Assisted Suicide (Scotland) Bill
Independent MSP Margo MacDonald launched her long awaited second attempt to legalise assisted suicide in Scotland, just three years after her last bill was defeated in Holyrood by a massive 85-16 in 2010. 87% of all who made written submissions to the scrutinising committee for that bill were opposed to it, and 64% of individuals and 62% of organisations responding to her own consultation ahead of the current bill also rejected a change in the law.
The MacDonald bill was immediately met by the British Medical Association restating their opposition to legalising assisted suicide, and with healthcare professionals and organisations around the world also restating their opposition to legal changes which would fundamentally alter the practice of medicine, we will watch closely as the Royal College of General Practitioners assesses responses to its consultation, which closed on 9 October.

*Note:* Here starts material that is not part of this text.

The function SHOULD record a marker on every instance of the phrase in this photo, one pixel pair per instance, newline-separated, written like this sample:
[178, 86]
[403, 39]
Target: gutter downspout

Euthanasia Prevention Coalition Europe
Twenty four hours prior to the unveiling of the Scottish bill, the Euthanasia Prevention Coalition Europe was formally launched in the European Parliament. The coalition was first convened at the beginning of 2013, with representatives from the UK, France, the Netherlands, Belgium, Switzerland, Spain and Italy. Last week's programme included a press conference hosted by Finnish MEP Sari Essayah and a public debate at the Goethe Institute. Please visit the EPC Europe website, and follow the coalition on Twitter (@EPCEurope) and Facebook (/EPCEurope).
Around the world
The Belgian legislature is pressing on with efforts to extend its euthanasia law to children as young as 12, statistics released in September showed a 13% rise in Dutch euthanasia and a bill in Quebec surges forward, but legislative efforts in other parts of the Europe are stalling or falling.
- A euthanasia bill for France promised for the end of this year by President Hollande has yet to materialise, having been opposed by the national medical ethics advisory board and rejected in public polling in favour of improved palliative care
- Tasmania's lower house rejected a wide-ranging euthanasia and assisted suicide bill in October while a Labour MP in New Zealand pushing for euthanasia there dropped her bill in September in the face of pressure from her own party.
- Two huge court victories in Canada massively impact the public debate there and have ramifications for other cases around the world.
While Lord Falconer's bill - the principles of which were rejected by the House of Lords 148-100 in 2006 and 194-141 in 2009 - awaits second reading, the flaws in its foundation and drafting have become ever clearer. The Labour peer conceded in one interview that his bill effectively places doctors above the law, while two high level think tank reports have stated that the bill fails 'the public safety test' and is 'asking Parliament to sign a blank cheque'. Media consideration of the bill has also caused concerns, with Lord Falconer being given carte blanche to publicise his bill on the BBC's flagship breakfast TV show.
Court of Appeal
We welcomed the decision by all three judges in the Appeal Court comprehensively and completely to reject the Nicklinson and Lamb cases, but were concerned at the 2-1 decision in the 'Martin' case to seek further clarification of the DPP guidelines for so-called 'class two' cases relating to assisted suicide, requiring the involvement of a health professional. The DPP (Keir Starmer, who has since been succeeded by Alison Saunders) immediately announced that he would appeal to the Supreme Court, and leave to appeal was also granted to Paul Lamb and the Nicklinson family.
Liverpool Care Pathway
Following the report, published in July, of Lady Neuberger's review of the LCP - which concluded that the LCP should be phased out 'over the next 6 to 12 months' and replaced by an individual end of life care plan, 'backed up by good practice guidance specific to disease groups' - a Leadership Alliance for the Care of Dying People(LACDP) was set up under the chairmanship of Dr Bee Wee, National Clinical Director for End of Life Care at NHS England. The Leadership Alliance has begun a public consultation to inform its response to the review, which runs until 6 January 2014.